Ok, thank you. I will try that tomorrow. Probably set them too low as I need to up the volume to above 20 to get decent audible music. I just want to make sure it is the right thing to do. Want to avoid unnecessary hissing and other possible ill effects.


----------



## aquazi (Dec 24, 2014)

interesting... i have a CAN gateway error with mine on top of your errors....

I have had one annoyance for a while now... the mode button on my wheel kept prompting for the phone to be paired...

I managed to eliminate my Telephone error - by coding away the BT in module 77 and module 56.

However i still have errors in my: 
steering wheel (even set it to the old style multifunction!)
CAN gateway
sound system
Radio

The CAN error is: which you dont seem to have!
-------------------------------------------------------------------------------
Address 19: CAN Gateway (J533) Labels: 7N0-907-530-V2.clb
Part No SW: 7N0 907 530 N HW: 1K0 907 951 
Component: J533 Gateway H43 1623 
Revision: H43 Serial number: 011111F1001040
Coding: 354101
Shop #: WSC 01236 758 00200
VCID: 3B7347AEBA12CAC68EF-806E

1 Fault Found:
01304 - Radio 
004 - No Signal/Communication
Freeze Frame:
Fault Status: 01100100
Fault Priority: 2
Fault Frequency: 1
Reset counter: 50
Mileage: 36182 km
Time Indication: 0
Date: 2015.03.06
Time: 18:20:42


----------



## Sophus (Apr 26, 2013)

You need to remove Radio and Navigation from your CAN gateway. If you want them gone. The reason the error didn't show in my log is that I already had unchecked them when I did the scan.


----------



## N6SSA (Mar 29, 2009)

I have replaced my standard radio with an Android head unit. Amongst the VCDS errors now showing (most of which I don't think relate to the radio) are

Address 19: CAN Gateway
01304 Radio No signal/ Communication - Intermittent
and
Address:47: Sound System
16349 Control Module - Error in Output Stage 014 - Defective - Intermittent

I am not 100% certain that the second error is new.

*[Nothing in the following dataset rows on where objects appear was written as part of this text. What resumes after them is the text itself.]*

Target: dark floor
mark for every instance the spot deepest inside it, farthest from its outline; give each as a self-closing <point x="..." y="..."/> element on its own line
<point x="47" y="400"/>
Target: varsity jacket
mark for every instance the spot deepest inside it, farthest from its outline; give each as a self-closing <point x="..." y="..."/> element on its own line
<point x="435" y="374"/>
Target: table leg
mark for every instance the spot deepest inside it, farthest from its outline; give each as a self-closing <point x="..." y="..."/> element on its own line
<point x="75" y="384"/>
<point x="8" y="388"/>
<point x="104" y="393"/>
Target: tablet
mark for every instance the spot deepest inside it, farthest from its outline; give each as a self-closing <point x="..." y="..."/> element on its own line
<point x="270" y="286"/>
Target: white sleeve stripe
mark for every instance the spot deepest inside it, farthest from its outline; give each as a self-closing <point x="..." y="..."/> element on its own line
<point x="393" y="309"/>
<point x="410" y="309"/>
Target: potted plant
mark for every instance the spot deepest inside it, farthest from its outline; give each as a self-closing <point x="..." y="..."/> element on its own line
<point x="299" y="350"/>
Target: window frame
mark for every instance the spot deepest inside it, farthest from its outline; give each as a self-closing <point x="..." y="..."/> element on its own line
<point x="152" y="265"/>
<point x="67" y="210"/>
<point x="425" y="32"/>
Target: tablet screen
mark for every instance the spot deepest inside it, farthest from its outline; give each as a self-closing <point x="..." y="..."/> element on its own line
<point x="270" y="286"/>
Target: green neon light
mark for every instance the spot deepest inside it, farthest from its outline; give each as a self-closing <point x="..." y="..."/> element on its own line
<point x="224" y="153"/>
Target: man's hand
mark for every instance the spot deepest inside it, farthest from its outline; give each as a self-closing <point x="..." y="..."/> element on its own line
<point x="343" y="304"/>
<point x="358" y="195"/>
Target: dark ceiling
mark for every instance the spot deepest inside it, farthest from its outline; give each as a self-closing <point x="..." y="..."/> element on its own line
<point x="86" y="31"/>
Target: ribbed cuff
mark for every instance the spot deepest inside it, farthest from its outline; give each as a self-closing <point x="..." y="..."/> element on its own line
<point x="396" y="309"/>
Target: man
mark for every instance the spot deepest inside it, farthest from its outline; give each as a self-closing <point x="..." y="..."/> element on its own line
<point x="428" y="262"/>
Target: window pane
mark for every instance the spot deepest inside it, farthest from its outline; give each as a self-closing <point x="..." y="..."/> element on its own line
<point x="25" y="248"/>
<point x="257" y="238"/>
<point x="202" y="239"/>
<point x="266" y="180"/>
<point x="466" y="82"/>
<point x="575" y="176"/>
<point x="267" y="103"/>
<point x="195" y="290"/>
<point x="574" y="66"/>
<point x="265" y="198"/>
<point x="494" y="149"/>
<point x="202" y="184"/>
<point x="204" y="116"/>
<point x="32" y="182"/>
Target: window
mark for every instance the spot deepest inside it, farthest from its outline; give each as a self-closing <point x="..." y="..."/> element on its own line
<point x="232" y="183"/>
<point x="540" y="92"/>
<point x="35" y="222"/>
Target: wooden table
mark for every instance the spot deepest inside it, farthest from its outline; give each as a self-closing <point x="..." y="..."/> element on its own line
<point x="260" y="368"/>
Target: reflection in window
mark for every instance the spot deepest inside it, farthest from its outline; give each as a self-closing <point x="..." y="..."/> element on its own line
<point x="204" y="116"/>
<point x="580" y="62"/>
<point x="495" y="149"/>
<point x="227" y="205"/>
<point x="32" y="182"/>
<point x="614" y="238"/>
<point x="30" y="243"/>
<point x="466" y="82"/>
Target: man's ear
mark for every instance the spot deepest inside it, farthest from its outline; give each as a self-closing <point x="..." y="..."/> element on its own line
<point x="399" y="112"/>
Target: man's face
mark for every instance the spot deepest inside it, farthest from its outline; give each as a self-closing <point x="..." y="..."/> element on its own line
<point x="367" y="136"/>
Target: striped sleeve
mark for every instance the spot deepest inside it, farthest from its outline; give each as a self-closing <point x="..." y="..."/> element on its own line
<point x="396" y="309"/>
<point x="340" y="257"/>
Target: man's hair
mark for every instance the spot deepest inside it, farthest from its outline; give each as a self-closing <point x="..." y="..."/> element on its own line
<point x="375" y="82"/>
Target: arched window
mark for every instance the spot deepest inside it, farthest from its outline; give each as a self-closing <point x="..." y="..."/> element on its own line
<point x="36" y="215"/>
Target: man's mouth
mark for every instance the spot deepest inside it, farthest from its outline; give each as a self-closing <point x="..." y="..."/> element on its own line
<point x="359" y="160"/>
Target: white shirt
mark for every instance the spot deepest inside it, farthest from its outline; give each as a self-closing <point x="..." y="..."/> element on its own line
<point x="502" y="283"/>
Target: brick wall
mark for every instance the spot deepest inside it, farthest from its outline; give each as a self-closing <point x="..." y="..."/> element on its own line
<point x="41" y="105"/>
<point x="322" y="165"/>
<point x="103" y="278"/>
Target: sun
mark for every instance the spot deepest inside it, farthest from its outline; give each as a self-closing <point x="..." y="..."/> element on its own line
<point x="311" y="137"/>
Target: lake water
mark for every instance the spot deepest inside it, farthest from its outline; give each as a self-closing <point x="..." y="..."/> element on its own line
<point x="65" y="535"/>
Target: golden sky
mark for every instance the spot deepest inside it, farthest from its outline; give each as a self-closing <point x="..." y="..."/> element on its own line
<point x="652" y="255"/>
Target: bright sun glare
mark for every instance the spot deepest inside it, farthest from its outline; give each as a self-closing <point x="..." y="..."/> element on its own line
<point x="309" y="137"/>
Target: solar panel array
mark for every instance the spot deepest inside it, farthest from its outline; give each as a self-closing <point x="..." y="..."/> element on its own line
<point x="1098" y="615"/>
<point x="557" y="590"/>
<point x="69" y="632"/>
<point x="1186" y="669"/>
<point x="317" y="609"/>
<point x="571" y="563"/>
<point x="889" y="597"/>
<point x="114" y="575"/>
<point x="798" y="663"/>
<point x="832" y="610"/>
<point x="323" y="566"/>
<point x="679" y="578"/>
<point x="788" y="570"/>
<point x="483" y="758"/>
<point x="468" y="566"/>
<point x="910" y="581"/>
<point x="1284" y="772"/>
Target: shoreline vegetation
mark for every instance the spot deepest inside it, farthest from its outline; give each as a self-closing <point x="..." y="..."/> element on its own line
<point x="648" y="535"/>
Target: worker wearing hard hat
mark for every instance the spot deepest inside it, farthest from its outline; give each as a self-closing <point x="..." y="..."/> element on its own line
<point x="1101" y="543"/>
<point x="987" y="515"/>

I saw the mention of removing Radio from the CAN Gateway. How is this done?

Is it likely that the second error is related?

Everything seems to work OK, but would like to clear the errors. Neither of these will will clear with VCDS (I have full version) , unless I'm doing it wrong!.Thanks very much.


----------



## MT-V6 (Jan 11, 2015)

The second error looks like a typical failed Bose amp (if you have Bose)

To remove items from the gateway, open the module and untick radio from the installation list


----------